Regardless, I must have been more confident (or blissfully naïve?) as a college freshman than I am now, because I certainly would never apply for a job now that required me to have art skills. But I’ve always enjoyed botanical art and wished that I was better at drawing, so when I saw the following on the USU events calendar, I was definitely intrigued:
“Art and science come together at January’s Family Art Day! Plant scientists use art skills to document new plants. Come and examine plants and create your own descriptive drawings with pen and watercolor. Art making for all ages is offered from 11AM-2PM. This month’s Family Art Day activity will coincide with the USU Library exhibit “Roots: The Nature of Books” on view now in Special Collections through January 26, 2018.”
Could this be my chance to jumpstart a latent desire and learn a new skill?
I almost talked myself out of going; instead, I talked my mom into coming with me. I had planned on bringing Grace along, too, but then she ended up taking an early nap. And you don’t want to mess with her naps. Had she come I might have actually done the activity part of the art day; as it was, I felt awkward (or intimidated) to be participating in the “kids” part without a kid.
The books, though? Those were amazing, and well worth the time to go see them. There were books from the 1600s! Detailed drawings of observations made with the naked eye, and with the use of early microscopes. It was inspiring and humbling to see and handle them.
There were also more contemporary books; my favorite of which was an illustrated hiking journal of Yosemite National Park made by Donna and Peter Thomas. She made the sketches, he made the paper. For more about Peter and Donna Thomas, check out their site here.

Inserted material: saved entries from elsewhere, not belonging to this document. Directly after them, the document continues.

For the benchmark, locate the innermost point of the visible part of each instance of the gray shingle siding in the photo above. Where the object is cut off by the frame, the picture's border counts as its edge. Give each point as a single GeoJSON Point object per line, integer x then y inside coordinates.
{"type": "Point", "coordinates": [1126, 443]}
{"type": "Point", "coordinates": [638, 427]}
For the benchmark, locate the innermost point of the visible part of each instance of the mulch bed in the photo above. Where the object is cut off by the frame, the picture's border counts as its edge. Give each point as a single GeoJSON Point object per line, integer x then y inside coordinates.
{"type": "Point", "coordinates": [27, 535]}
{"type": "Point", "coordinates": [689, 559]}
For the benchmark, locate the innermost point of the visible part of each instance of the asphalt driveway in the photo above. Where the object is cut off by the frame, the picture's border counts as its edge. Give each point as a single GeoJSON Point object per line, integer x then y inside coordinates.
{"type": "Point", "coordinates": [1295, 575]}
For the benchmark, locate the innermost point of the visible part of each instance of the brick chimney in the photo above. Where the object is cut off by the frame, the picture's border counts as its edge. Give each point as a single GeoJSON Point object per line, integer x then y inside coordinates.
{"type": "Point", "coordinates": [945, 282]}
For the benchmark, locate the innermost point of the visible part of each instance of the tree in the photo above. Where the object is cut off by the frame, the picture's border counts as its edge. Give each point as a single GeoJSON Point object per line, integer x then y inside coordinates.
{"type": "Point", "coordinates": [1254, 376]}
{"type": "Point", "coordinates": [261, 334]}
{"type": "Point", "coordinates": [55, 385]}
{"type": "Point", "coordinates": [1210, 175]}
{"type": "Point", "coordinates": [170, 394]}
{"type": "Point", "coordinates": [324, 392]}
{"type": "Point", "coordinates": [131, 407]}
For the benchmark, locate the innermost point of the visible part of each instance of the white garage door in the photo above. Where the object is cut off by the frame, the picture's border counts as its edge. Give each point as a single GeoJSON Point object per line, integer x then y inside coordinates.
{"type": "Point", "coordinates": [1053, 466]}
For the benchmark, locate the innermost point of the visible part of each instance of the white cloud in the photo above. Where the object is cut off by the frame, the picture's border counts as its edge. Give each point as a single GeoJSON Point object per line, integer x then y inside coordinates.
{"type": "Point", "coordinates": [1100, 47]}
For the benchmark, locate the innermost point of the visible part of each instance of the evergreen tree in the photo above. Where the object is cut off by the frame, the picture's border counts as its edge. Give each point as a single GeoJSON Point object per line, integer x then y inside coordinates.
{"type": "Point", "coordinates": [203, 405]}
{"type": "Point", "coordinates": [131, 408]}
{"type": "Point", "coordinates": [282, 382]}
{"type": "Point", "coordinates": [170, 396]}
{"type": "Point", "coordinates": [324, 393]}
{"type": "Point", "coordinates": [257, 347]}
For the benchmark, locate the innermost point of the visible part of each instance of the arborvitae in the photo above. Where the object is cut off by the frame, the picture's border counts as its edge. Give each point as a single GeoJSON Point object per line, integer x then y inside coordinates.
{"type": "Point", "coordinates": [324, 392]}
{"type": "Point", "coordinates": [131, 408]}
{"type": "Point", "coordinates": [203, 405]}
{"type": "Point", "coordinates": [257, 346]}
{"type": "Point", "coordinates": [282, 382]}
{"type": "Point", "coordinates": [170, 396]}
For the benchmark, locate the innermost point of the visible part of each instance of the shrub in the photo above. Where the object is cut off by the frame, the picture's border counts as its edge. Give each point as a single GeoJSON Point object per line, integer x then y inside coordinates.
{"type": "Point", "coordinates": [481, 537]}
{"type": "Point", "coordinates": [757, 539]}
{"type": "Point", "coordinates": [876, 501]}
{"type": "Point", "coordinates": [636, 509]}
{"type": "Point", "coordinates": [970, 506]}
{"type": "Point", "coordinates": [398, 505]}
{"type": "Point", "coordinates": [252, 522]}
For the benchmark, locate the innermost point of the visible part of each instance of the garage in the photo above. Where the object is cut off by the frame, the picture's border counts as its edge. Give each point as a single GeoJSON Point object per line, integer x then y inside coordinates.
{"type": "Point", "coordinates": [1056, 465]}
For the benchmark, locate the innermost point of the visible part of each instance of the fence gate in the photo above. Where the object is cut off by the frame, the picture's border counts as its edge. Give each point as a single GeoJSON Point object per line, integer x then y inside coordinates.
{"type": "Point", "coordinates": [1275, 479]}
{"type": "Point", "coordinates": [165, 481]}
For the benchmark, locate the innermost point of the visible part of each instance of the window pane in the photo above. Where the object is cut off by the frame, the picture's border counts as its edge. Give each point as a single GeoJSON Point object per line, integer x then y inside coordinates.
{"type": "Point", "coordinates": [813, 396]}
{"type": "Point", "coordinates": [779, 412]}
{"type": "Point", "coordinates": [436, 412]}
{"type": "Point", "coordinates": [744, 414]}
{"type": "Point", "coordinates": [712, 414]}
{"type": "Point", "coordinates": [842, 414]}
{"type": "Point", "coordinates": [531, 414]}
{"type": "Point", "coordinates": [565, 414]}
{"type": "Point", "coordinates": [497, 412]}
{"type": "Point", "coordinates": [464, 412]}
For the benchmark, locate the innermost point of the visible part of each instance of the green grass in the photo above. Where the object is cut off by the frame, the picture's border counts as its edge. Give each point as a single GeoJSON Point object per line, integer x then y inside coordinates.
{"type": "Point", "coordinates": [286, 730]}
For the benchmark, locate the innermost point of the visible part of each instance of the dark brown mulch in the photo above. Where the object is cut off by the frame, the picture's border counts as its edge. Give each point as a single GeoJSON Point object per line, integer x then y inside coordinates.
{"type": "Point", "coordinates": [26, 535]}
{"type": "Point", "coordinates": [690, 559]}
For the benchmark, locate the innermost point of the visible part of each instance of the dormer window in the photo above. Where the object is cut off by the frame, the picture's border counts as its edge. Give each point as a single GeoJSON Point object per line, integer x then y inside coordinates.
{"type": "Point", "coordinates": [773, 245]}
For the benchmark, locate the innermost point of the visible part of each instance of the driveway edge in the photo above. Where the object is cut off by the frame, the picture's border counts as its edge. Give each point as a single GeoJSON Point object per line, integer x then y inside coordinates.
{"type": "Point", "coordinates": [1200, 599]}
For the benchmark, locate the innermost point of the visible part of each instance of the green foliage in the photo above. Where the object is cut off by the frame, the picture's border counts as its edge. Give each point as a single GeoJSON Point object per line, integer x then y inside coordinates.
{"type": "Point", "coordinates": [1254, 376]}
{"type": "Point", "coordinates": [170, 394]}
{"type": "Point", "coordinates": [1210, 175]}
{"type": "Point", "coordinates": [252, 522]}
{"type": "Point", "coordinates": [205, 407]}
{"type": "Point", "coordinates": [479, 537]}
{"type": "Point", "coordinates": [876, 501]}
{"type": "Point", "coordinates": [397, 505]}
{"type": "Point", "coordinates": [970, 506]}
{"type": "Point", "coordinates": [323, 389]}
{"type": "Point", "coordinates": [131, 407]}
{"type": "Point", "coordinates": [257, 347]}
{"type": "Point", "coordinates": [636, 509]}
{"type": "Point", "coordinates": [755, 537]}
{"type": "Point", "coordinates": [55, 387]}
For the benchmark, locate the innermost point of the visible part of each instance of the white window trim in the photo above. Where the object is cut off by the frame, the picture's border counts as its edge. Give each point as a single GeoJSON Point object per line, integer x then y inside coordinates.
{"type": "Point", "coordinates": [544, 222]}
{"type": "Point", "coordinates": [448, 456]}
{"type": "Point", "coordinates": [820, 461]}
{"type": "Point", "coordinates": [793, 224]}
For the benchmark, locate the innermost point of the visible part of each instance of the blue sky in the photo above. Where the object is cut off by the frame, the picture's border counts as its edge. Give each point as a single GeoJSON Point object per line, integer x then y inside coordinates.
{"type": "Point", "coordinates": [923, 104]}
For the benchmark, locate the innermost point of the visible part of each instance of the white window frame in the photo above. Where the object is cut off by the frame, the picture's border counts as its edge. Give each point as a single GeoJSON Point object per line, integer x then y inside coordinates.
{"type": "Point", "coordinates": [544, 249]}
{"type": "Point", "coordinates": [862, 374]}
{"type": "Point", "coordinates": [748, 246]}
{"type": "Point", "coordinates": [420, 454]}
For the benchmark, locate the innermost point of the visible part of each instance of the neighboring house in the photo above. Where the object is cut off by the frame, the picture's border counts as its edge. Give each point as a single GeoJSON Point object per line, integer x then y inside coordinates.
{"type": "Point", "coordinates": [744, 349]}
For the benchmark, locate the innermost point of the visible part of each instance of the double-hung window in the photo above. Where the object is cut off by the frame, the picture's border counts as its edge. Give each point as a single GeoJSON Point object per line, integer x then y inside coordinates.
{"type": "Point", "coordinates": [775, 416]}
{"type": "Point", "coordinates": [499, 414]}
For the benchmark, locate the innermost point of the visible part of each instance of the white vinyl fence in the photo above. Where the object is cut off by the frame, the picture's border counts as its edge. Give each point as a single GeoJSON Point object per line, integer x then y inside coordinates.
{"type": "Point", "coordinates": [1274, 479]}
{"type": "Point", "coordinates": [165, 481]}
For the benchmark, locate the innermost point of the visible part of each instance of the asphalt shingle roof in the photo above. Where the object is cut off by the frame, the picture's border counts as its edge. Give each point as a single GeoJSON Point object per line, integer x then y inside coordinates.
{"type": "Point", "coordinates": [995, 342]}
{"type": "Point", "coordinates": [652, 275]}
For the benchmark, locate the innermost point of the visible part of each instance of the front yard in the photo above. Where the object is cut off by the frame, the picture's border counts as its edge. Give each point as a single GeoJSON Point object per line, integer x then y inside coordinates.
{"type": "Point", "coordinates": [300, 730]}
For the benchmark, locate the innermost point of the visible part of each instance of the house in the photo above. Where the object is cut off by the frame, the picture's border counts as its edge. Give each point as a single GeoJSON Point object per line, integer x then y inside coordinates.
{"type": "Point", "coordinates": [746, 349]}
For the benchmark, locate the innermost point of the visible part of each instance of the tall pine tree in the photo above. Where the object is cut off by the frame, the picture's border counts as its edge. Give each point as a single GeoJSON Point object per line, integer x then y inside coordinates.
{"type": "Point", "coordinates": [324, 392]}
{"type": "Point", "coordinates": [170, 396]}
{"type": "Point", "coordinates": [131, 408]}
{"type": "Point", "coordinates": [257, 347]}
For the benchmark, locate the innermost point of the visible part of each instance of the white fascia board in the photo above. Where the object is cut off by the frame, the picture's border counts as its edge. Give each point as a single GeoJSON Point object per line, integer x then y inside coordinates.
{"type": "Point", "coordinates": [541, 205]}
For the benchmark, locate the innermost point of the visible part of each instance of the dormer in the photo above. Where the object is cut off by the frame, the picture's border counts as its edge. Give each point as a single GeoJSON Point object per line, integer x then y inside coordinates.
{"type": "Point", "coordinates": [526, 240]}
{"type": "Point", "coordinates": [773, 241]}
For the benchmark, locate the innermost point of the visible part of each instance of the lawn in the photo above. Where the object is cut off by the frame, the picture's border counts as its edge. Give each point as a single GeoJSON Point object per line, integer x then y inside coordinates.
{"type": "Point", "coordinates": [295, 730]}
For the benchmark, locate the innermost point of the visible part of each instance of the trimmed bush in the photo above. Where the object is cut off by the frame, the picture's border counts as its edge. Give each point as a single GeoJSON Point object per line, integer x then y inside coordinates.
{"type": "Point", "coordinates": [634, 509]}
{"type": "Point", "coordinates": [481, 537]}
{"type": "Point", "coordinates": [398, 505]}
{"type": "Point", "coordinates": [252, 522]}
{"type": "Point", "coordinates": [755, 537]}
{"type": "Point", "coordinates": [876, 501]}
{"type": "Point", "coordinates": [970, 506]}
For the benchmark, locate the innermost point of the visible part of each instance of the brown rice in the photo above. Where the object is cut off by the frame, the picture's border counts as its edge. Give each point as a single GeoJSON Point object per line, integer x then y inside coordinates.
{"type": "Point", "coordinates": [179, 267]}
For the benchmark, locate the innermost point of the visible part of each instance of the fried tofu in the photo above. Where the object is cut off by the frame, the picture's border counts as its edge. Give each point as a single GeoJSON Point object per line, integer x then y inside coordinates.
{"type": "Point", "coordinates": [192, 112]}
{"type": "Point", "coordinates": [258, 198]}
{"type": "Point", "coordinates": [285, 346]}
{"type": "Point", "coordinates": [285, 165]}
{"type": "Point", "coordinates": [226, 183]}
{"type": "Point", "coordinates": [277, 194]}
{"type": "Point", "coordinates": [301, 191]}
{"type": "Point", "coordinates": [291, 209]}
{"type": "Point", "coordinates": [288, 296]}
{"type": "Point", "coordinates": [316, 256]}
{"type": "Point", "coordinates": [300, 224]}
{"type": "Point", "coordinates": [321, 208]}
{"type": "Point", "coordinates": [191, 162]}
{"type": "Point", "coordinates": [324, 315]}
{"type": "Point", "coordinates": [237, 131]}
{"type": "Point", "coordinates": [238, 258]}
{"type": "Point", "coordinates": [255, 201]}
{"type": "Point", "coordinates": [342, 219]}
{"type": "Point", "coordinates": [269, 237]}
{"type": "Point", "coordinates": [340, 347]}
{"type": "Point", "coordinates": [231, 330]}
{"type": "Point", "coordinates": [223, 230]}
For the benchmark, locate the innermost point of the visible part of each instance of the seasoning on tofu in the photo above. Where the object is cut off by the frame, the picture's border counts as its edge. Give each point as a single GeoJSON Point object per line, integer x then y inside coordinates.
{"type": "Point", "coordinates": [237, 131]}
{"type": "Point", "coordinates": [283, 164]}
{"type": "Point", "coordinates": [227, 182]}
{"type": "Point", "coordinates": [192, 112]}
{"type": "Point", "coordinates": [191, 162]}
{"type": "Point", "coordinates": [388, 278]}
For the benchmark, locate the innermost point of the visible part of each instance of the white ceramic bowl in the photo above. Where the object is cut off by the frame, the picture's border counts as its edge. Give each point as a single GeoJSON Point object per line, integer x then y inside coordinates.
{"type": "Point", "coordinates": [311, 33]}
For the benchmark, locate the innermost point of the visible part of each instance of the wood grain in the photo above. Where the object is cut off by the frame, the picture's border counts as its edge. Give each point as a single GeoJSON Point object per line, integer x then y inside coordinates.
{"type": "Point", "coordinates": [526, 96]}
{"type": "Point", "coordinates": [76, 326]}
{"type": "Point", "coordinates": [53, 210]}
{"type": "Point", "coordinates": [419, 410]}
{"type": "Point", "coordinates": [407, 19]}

Looking at these old – and new – botanical drawings I was struck by the thought that art and science aren’t as separate as we sometimes make them out to be. Those botanical drawings from the 1600s were so intricate and detailed that I don’t think you could have captured them any better with a camera. So often today when we see something beautiful or interesting, we pull out our phone and snap a picture. The scientists and artists who made these books had to capture those images and observations with their paper and ink. And if you’re taking the time to draw out all the details of a crocus at every stage of growth you probably start thinking about how or why it does the things it does. What started out as perhaps a desire to create something beautiful, by sparking curiosity and questions, has now morphed into a science project. How does the scientific method start again? Oh yeah, by making observations and asking questions.
Science and art. Art and science. I think this is what first drew me to – and continues to draw me to – horticulture – it really is a blending of art and science. Together they create a wonderful whole.
P.s. Even though I chickened out about participating in the art activity on campus, I told myself I would draw some of my plants at home. It took me a couple days, but one morning, while coloring with Grace I decided to try and sketch some of the plants on my kitchen table. No great works of art, I assure you, but at least they resemble their respective plant models. I think. (If you would like to see some truly great botanical art, check out my friend Tyler Swain’s work. I’d like to think that his summers spent working for us contributed to his talent, but I’m sure it was really the other way around – his attention to detail made him an excellent weed mapper.)